“Trump 2016” chalk messages appear on more campuses, triggered students decry “bigotry”

Published April 1, 2016 1:39pm ET



As students panic about Trump 2016 messages on their campuses, more continue to appear. In addition to incidents at Emory University and Scripps College, students at the University of Kansas and the University of Michigan have seen similar messages.

At the University of Kansas, “Vote Trump 2016” was written in chalk. While the university washed it away, that was because whoever wrote it did not get approval, as the school policy requires.
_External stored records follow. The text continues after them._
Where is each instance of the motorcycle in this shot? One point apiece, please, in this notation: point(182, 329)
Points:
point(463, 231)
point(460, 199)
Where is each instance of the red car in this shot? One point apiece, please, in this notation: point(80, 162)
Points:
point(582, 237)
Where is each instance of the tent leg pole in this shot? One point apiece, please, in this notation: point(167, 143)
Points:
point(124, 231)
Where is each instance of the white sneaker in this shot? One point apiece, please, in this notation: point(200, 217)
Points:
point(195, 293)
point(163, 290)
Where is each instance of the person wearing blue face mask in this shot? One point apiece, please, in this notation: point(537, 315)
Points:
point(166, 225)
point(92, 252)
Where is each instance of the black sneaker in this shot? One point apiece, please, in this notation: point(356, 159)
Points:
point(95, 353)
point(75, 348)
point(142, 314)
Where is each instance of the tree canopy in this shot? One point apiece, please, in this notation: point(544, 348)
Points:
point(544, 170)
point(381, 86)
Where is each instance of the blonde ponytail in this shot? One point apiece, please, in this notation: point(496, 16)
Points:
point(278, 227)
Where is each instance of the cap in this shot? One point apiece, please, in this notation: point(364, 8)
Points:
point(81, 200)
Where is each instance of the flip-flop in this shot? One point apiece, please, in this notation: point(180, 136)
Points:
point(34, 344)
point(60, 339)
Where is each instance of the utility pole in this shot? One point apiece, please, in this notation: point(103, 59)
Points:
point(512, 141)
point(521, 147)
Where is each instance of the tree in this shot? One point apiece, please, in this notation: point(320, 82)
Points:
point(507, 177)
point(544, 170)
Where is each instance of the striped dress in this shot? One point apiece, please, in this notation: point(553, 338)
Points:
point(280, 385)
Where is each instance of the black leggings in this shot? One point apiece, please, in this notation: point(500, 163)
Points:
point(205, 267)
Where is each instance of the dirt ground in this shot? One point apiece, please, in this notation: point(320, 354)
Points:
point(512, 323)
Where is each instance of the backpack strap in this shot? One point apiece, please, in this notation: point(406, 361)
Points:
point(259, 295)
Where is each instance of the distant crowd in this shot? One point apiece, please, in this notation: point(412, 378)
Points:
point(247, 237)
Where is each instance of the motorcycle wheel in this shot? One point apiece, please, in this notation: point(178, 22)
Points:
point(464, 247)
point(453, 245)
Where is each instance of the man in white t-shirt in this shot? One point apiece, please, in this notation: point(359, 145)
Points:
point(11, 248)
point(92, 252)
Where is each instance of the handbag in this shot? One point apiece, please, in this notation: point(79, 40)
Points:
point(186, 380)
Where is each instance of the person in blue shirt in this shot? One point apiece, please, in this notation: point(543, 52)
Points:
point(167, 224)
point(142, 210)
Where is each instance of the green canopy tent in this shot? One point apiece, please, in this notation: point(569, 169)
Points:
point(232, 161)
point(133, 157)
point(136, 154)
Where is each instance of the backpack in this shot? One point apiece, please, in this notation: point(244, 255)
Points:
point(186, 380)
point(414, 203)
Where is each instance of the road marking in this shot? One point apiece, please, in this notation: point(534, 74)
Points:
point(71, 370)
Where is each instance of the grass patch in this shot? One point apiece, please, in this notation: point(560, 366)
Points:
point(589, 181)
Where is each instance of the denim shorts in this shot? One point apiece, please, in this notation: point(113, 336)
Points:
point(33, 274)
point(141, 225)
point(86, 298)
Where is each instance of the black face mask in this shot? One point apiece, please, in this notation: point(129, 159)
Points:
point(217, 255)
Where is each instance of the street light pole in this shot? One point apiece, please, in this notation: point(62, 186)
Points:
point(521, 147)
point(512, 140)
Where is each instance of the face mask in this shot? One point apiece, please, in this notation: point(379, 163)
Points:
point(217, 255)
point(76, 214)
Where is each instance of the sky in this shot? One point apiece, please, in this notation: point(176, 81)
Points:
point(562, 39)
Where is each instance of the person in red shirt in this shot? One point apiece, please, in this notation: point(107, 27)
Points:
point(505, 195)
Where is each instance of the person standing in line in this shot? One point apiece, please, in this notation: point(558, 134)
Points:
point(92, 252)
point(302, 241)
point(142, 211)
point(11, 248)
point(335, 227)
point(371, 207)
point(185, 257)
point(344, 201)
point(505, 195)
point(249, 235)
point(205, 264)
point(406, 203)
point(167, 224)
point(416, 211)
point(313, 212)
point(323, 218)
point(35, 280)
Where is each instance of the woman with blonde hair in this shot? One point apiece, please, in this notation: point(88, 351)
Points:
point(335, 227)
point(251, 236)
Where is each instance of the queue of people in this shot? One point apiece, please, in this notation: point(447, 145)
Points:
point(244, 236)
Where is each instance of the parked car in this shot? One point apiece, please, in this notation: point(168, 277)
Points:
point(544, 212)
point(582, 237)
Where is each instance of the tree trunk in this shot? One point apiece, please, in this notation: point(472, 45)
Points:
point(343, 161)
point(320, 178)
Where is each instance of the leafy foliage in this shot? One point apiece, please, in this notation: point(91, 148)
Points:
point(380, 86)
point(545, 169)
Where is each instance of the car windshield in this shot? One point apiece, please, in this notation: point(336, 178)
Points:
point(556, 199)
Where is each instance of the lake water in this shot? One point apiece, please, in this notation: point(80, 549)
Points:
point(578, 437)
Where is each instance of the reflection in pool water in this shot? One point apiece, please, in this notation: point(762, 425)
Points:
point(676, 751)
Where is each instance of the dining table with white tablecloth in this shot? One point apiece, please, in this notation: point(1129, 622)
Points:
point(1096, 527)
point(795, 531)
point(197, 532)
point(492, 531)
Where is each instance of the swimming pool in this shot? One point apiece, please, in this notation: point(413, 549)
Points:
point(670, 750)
Had the person sought approval, it would likely have been granted.

Like students before them who were forced to gaze at such messages, those at KU jumped to all sorts of conclusions about “a post-racial paradise,” “bigotry,” and “Trump propaganda.”

As Campus Reform noted, Rock Chalk Invisible Hawks is a group known for protests, including against a fundraiser for kids with cancer.

Chalk messages were also discovered at the University of Michigan on Wednesday. In addition to “Trump 2016,” someone had written “#StopIslam” in chalk.

According to MLive.com, a UM student who tweeted a picture called it, “hate being spread on campus.”

Campus police were called and documented the chalking, with a promise they would continue to monitor the campus “to ensure our students have a safe environment to live, learn and dialogue.”

University spokesman Rick Fitzgerald voiced concern about the sidewalk chalk’s message, but he also acknowledged that it was free speech.

“We all understand that where speech is free it will sometimes wound,” Fitzgerald said. “But our message is this: We are fully committed to fostering an environment that is welcoming and inclusive of everyone.”

He added, “tonight, we are reminded there is much work yet to be done.”

There are theories that the messages could have come from non-students. A sophomore student, Joshua, told Fox 2 in Detroit, “my theory is that the people were white nationalists.” He even thought they were “probably connected to Nazi sites and they come to campus and what to rile things up.”

Although the chalk was easily washed away, the Michigan chapter of the Council on American-Islamic Relations got involved to denounce the messages and the unsafe environment created. Executive director Dawud Walid mentioned they “are concerned that these recent anti-Islam and anti-immigrant messages are creating an environment in which some students, teachers and other university faculty members feel unsafe on campus.”